A very simple test case demonstrates that GCC can remove tests in the presence of signed overflow, even in ways that change a program's behavior.
$ cat undefined.c
#include <limits.h>
#include <stdio.h>
#include <stdlib.h>
int main() {
int x = INT_MAX;
if (x+1 > x) {
printf("%d > %d\n", x+1, x);
} else {
printf("overflow!\n");
}
}
$ gcc --version
gcc (Ubuntu 7.2.0-8ubuntu3.2) 7.2.0
Copyright (C) 2017 Free Software Foundation, Inc.
This is free software; see the source for copying conditions. There is NO
warranty; not even for MERCHANTABILITY or FITNESS FOR A PARTICULAR PURPOSE.
$ gcc undefined.c && ./a.out
overflow!
$ gcc -O3 undefined.c && ./a.out
-2147483648 > 2147483647
Yes, that example is well-known but different; here, the compiler is assuming that x + 1 will always be greater than x, which is entirely something else than the parent's assertion of assuming that x + small_increment will always be positive.
The difference doesn't matter, you would know better if you weren't clinging so hard to your beliefs. Here's the "difference":
$ cat undefined.c
#include <limits.h>
#include <stdio.h>
#include <stdlib.h>
int main() {
int x = INT_MAX;
if (x+1 < 0) {
printf("%d < 0\n", x+1);
} else {
printf("overflow!\n");
}
}
$ gcc --version
gcc (Ubuntu 5.4.0-6ubuntu1~16.04.9) 5.4.0 20160609
Copyright (C) 2015 Free Software Foundation, Inc.
This is free software; see the source for copying conditions. There is NO
warranty; not even for MERCHANTABILITY or FITNESS FOR A PARTICULAR PURPOSE.

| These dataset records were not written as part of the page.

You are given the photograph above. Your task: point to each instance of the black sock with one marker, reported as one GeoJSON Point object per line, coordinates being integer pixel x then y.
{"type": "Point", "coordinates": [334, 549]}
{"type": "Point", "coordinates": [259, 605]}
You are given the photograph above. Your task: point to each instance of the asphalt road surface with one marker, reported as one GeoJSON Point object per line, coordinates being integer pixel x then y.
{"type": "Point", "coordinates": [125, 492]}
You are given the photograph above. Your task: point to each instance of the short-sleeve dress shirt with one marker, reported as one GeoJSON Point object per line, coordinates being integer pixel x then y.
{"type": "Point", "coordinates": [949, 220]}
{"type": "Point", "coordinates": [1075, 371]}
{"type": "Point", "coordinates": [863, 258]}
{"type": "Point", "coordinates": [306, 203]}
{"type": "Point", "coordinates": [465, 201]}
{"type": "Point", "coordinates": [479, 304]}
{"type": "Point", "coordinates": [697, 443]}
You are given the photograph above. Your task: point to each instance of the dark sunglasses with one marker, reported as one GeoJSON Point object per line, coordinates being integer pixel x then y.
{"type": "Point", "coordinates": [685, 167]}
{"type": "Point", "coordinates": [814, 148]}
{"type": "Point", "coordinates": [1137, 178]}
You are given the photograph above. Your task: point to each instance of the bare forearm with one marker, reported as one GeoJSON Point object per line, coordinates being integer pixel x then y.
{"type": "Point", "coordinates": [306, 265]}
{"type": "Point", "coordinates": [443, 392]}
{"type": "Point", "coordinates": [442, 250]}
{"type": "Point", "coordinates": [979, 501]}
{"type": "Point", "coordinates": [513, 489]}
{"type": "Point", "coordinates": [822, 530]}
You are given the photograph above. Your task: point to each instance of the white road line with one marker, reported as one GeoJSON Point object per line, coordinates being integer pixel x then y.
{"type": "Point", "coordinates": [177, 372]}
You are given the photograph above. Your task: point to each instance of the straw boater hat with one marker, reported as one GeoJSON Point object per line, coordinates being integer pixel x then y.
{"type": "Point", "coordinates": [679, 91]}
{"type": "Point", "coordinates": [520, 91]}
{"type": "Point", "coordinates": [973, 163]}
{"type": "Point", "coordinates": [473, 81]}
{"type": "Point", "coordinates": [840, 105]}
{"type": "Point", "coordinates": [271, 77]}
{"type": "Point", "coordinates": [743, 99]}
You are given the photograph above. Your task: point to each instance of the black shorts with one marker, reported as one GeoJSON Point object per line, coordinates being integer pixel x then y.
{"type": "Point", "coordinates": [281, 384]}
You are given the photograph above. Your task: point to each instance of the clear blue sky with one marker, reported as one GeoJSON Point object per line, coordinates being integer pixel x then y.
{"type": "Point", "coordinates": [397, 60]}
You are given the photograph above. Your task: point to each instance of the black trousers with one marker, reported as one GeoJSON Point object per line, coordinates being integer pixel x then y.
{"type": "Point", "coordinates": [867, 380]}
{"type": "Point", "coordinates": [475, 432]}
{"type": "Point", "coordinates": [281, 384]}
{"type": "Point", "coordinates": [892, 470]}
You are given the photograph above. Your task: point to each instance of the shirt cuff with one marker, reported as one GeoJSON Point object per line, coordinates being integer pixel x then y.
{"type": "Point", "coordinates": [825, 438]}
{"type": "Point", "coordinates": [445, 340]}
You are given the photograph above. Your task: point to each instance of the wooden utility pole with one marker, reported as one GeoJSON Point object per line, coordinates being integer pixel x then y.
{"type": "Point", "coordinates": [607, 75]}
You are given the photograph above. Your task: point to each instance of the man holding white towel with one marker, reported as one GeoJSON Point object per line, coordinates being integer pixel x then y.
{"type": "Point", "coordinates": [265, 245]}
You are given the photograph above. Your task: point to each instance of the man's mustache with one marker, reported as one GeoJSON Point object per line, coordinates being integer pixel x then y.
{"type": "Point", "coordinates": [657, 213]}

$ gcc undefined.c && ./a.out
-2147483648 < 0
$ gcc -O3 undefined.c && ./a.out
overflow!
Your "small_increment" needs to be at least large enough to turn the smallest negative int into a non-negative number, and that makes it unrepresentable as a signed int itself.

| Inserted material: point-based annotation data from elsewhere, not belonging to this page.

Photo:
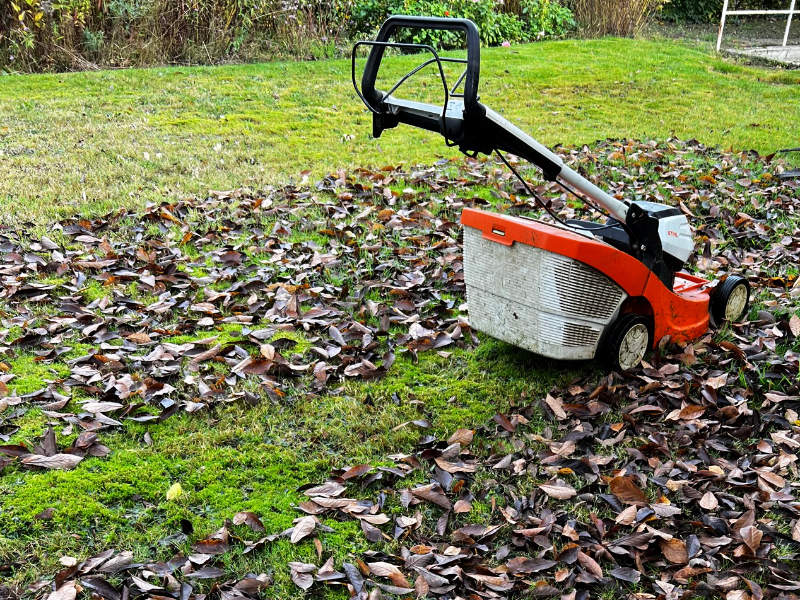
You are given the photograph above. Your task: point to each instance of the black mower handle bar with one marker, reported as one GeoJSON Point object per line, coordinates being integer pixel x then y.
{"type": "Point", "coordinates": [373, 97]}
{"type": "Point", "coordinates": [462, 119]}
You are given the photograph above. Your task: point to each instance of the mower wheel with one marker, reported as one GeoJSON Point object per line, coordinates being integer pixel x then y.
{"type": "Point", "coordinates": [627, 342]}
{"type": "Point", "coordinates": [730, 299]}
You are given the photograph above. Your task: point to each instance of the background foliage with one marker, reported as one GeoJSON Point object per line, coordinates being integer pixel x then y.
{"type": "Point", "coordinates": [80, 34]}
{"type": "Point", "coordinates": [702, 11]}
{"type": "Point", "coordinates": [614, 17]}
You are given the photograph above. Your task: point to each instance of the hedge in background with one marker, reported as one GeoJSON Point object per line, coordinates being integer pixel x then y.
{"type": "Point", "coordinates": [517, 21]}
{"type": "Point", "coordinates": [704, 11]}
{"type": "Point", "coordinates": [38, 35]}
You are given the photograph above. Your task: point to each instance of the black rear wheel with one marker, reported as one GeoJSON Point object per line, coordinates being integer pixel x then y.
{"type": "Point", "coordinates": [627, 342]}
{"type": "Point", "coordinates": [729, 300]}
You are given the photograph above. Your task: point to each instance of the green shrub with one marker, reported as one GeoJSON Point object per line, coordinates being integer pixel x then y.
{"type": "Point", "coordinates": [523, 21]}
{"type": "Point", "coordinates": [545, 18]}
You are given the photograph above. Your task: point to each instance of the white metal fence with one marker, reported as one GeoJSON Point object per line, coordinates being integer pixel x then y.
{"type": "Point", "coordinates": [789, 14]}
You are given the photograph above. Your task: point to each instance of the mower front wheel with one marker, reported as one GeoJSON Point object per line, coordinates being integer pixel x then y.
{"type": "Point", "coordinates": [729, 300]}
{"type": "Point", "coordinates": [627, 342]}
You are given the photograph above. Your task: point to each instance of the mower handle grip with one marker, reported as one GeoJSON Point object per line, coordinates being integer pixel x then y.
{"type": "Point", "coordinates": [436, 23]}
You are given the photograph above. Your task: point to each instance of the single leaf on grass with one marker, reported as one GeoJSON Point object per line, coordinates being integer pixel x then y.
{"type": "Point", "coordinates": [207, 572]}
{"type": "Point", "coordinates": [626, 490]}
{"type": "Point", "coordinates": [626, 574]}
{"type": "Point", "coordinates": [384, 569]}
{"type": "Point", "coordinates": [709, 501]}
{"type": "Point", "coordinates": [557, 406]}
{"type": "Point", "coordinates": [674, 551]}
{"type": "Point", "coordinates": [627, 516]}
{"type": "Point", "coordinates": [431, 493]}
{"type": "Point", "coordinates": [57, 461]}
{"type": "Point", "coordinates": [175, 491]}
{"type": "Point", "coordinates": [794, 324]}
{"type": "Point", "coordinates": [559, 490]}
{"type": "Point", "coordinates": [302, 574]}
{"type": "Point", "coordinates": [250, 519]}
{"type": "Point", "coordinates": [462, 436]}
{"type": "Point", "coordinates": [751, 536]}
{"type": "Point", "coordinates": [67, 591]}
{"type": "Point", "coordinates": [303, 528]}
{"type": "Point", "coordinates": [355, 472]}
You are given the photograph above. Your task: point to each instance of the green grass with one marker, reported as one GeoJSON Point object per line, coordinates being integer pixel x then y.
{"type": "Point", "coordinates": [88, 142]}
{"type": "Point", "coordinates": [251, 458]}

There are cases where the compiler removes misguided overflow checks, since "perform UB, then check whether it happened" doesn't actually work, but your example is not such a case.
> "perform UB, then check whether it happened" doesn't actually work
This raises an interesting point, because in many cases, assuming 2's complement and wrapping around, checking for overflow after the fact, as opposed to preventing it from happening in the first place, is actually easier. (And actually works if you use the `-fwrap` flag.)

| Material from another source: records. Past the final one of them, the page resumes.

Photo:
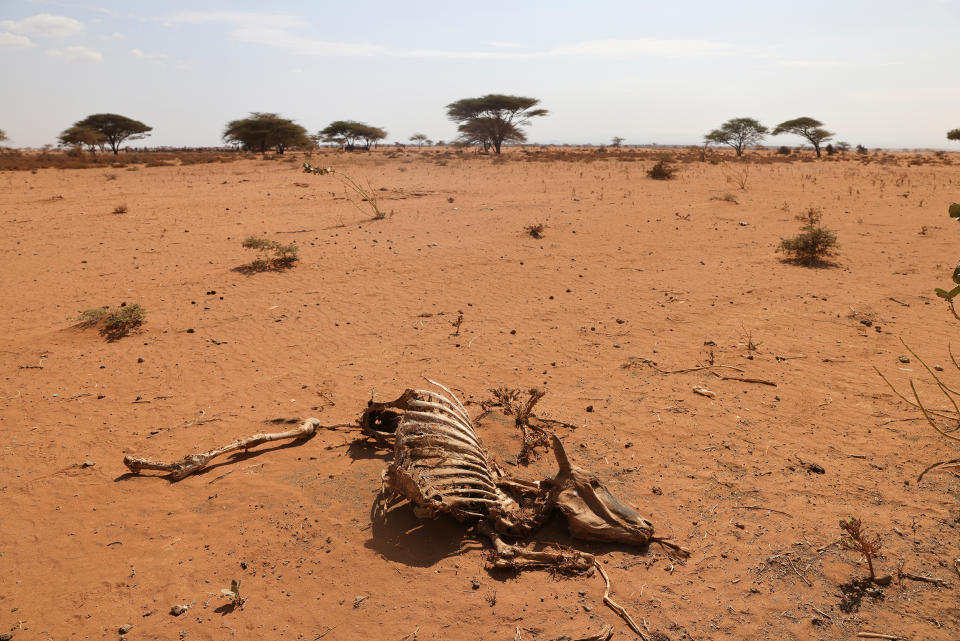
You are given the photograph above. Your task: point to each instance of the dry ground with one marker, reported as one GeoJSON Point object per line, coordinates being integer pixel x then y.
{"type": "Point", "coordinates": [628, 269]}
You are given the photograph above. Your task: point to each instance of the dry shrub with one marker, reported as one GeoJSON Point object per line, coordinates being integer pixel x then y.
{"type": "Point", "coordinates": [114, 323]}
{"type": "Point", "coordinates": [814, 244]}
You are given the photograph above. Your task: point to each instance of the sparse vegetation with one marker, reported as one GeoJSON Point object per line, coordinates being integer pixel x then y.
{"type": "Point", "coordinates": [112, 129]}
{"type": "Point", "coordinates": [493, 119]}
{"type": "Point", "coordinates": [809, 128]}
{"type": "Point", "coordinates": [855, 538]}
{"type": "Point", "coordinates": [114, 323]}
{"type": "Point", "coordinates": [367, 194]}
{"type": "Point", "coordinates": [662, 171]}
{"type": "Point", "coordinates": [261, 131]}
{"type": "Point", "coordinates": [347, 133]}
{"type": "Point", "coordinates": [737, 173]}
{"type": "Point", "coordinates": [272, 254]}
{"type": "Point", "coordinates": [738, 133]}
{"type": "Point", "coordinates": [814, 244]}
{"type": "Point", "coordinates": [419, 139]}
{"type": "Point", "coordinates": [535, 230]}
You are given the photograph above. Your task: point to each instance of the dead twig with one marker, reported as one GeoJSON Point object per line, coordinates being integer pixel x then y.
{"type": "Point", "coordinates": [760, 507]}
{"type": "Point", "coordinates": [748, 380]}
{"type": "Point", "coordinates": [616, 607]}
{"type": "Point", "coordinates": [192, 463]}
{"type": "Point", "coordinates": [797, 572]}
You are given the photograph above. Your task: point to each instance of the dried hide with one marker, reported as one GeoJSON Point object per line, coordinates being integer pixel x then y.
{"type": "Point", "coordinates": [441, 466]}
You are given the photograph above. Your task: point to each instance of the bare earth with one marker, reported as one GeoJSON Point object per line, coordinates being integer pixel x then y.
{"type": "Point", "coordinates": [628, 269]}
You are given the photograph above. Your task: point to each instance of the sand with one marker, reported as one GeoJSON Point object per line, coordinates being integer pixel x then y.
{"type": "Point", "coordinates": [629, 272]}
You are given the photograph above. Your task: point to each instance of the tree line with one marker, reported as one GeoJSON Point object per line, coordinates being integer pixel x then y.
{"type": "Point", "coordinates": [488, 121]}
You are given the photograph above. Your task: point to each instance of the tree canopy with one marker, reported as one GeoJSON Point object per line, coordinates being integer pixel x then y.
{"type": "Point", "coordinates": [738, 133]}
{"type": "Point", "coordinates": [115, 129]}
{"type": "Point", "coordinates": [262, 131]}
{"type": "Point", "coordinates": [809, 128]}
{"type": "Point", "coordinates": [493, 119]}
{"type": "Point", "coordinates": [348, 132]}
{"type": "Point", "coordinates": [79, 136]}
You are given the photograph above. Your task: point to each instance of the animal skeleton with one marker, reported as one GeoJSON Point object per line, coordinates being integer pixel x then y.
{"type": "Point", "coordinates": [441, 466]}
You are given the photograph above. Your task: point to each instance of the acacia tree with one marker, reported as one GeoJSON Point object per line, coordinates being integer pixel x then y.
{"type": "Point", "coordinates": [80, 136]}
{"type": "Point", "coordinates": [261, 131]}
{"type": "Point", "coordinates": [494, 118]}
{"type": "Point", "coordinates": [738, 133]}
{"type": "Point", "coordinates": [115, 129]}
{"type": "Point", "coordinates": [347, 132]}
{"type": "Point", "coordinates": [809, 128]}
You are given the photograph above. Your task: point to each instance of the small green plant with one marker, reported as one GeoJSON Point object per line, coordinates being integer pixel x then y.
{"type": "Point", "coordinates": [727, 198]}
{"type": "Point", "coordinates": [233, 593]}
{"type": "Point", "coordinates": [855, 538]}
{"type": "Point", "coordinates": [367, 194]}
{"type": "Point", "coordinates": [271, 254]}
{"type": "Point", "coordinates": [535, 230]}
{"type": "Point", "coordinates": [662, 171]}
{"type": "Point", "coordinates": [814, 244]}
{"type": "Point", "coordinates": [114, 323]}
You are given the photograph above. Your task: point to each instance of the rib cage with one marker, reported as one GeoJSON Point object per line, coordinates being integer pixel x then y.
{"type": "Point", "coordinates": [439, 463]}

The right thing should be easier to do than the wrong thing. It's a shame this is not the case here.
> let implementations define the behavior themselves
That's literally the definition of implementation-defined behavior.
Undefined behavior really means undefined; in terms of the C language, there are no constraints on behavior. Sure, you might get a result one way on one implementation, but if you rely on that you're technically writing a dialect of C, and need to let the compiler know using flags.
Implementation defined behavior does the same thing for a given implementation. The compiler can produce totally different code every time you compile a program with UB. It can even affect code that is totally unrelated to the UB.
Legalistically, I guess it could (the behavior isn't defined, after all), but typically the optimizer makes some valid-only-if-the-code-is deductions and things snowball from there....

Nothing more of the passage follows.